Inspiration Saturday "The Poet's Husband"

Here is a Flash Fiction written by Molly Giles. It was originally published in: Micro Fiction: An Anthology of Really Short Stories.


Molly Giles 1942-Present
He sits in the front row, large, a large man with large hands and large ears, dry lips, fresh-cut hair, pink skin, clear eyes that don’t blink, a nice man, calm, that’s the impression he gives, a quiet man who knows how to listen; he is listening now as she sways on the stage in a short black dress and reads one poem about the time she slit her wrists and another poem about a man she still sees and a third poem about a cruel thing he himself said to her six years ago that she never forgot and never understood, and he knows that when she is finished everyone will clap and a few, mostly women, will come up and kiss her, and she will drink far too much wine, far too quickly, and all the way home she will ask, “What did you think, what did you really think?” and he will say, “I think it went very well”—which is, in fact, what he does think—but later that night, when she is asleep, he will lie in their bed and stare at the moon through a spot on the glass that she missed.


The husband character is aloof and passive. He sees his wife onstage and pushes down his feelings of inadequacies to her own successes  The content of her poems torments his past behavior (shoving words back into his face he had said years ago).

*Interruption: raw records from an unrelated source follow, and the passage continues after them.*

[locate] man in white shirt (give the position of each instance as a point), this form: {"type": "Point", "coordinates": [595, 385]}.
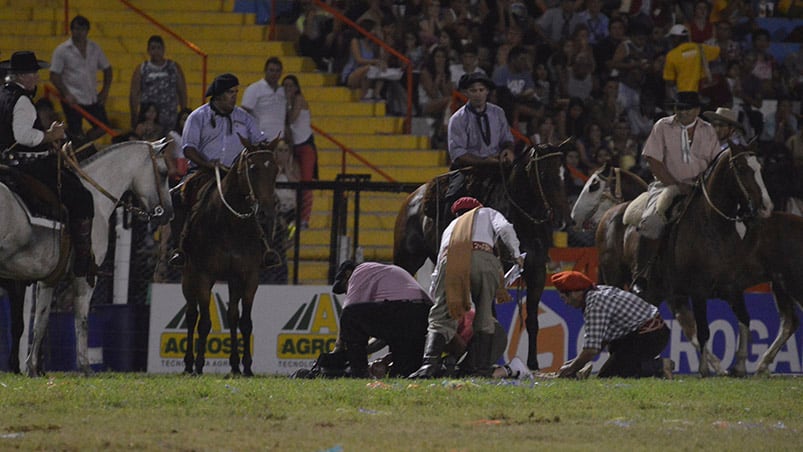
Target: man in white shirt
{"type": "Point", "coordinates": [73, 70]}
{"type": "Point", "coordinates": [266, 101]}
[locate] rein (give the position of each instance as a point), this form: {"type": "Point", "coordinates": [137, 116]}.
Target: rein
{"type": "Point", "coordinates": [738, 218]}
{"type": "Point", "coordinates": [72, 162]}
{"type": "Point", "coordinates": [251, 197]}
{"type": "Point", "coordinates": [532, 163]}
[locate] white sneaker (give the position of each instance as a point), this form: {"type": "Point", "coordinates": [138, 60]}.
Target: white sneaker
{"type": "Point", "coordinates": [517, 369]}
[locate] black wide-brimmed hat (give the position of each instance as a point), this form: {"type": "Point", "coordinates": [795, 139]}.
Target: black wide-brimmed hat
{"type": "Point", "coordinates": [221, 84]}
{"type": "Point", "coordinates": [685, 100]}
{"type": "Point", "coordinates": [475, 77]}
{"type": "Point", "coordinates": [23, 62]}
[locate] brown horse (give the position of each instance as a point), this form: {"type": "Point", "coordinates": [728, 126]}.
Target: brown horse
{"type": "Point", "coordinates": [604, 189]}
{"type": "Point", "coordinates": [530, 193]}
{"type": "Point", "coordinates": [713, 251]}
{"type": "Point", "coordinates": [226, 241]}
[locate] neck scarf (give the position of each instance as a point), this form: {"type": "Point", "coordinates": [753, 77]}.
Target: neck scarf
{"type": "Point", "coordinates": [483, 124]}
{"type": "Point", "coordinates": [220, 113]}
{"type": "Point", "coordinates": [685, 141]}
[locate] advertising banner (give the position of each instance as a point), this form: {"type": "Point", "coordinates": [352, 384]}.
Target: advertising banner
{"type": "Point", "coordinates": [293, 324]}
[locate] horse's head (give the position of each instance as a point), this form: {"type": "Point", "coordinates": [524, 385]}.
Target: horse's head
{"type": "Point", "coordinates": [545, 172]}
{"type": "Point", "coordinates": [257, 170]}
{"type": "Point", "coordinates": [605, 188]}
{"type": "Point", "coordinates": [594, 199]}
{"type": "Point", "coordinates": [149, 181]}
{"type": "Point", "coordinates": [735, 188]}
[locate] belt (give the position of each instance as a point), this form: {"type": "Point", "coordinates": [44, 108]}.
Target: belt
{"type": "Point", "coordinates": [414, 301]}
{"type": "Point", "coordinates": [654, 324]}
{"type": "Point", "coordinates": [482, 246]}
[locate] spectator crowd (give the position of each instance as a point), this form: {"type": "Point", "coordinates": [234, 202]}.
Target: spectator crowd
{"type": "Point", "coordinates": [600, 71]}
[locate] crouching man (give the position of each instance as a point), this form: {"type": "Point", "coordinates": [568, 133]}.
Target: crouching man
{"type": "Point", "coordinates": [383, 302]}
{"type": "Point", "coordinates": [632, 329]}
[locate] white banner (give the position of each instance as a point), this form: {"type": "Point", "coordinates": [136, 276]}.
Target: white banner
{"type": "Point", "coordinates": [292, 326]}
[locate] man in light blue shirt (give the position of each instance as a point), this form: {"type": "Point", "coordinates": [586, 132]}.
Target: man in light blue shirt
{"type": "Point", "coordinates": [211, 137]}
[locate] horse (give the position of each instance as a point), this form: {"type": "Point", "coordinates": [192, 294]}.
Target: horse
{"type": "Point", "coordinates": [226, 220]}
{"type": "Point", "coordinates": [712, 251]}
{"type": "Point", "coordinates": [34, 250]}
{"type": "Point", "coordinates": [530, 193]}
{"type": "Point", "coordinates": [606, 187]}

She is wildly successful even. Women are the ones that come up to her, in an act of understanding, to tell her how well she did and how much her struggle might inspire them. However, she doesn't have much struggle. She is married to a man that would obviously give her the world if she asked for it. The last line, he is laying in bed, unable to sleep, and starring at the window, the spot, or her short comings; he treats her faults the same way she treats his. He is calm, passive, but it keeps him from sleeping. he focuses all of the emotion that he has for his wife's constant passive complaining to him in her poems, in his own passive way.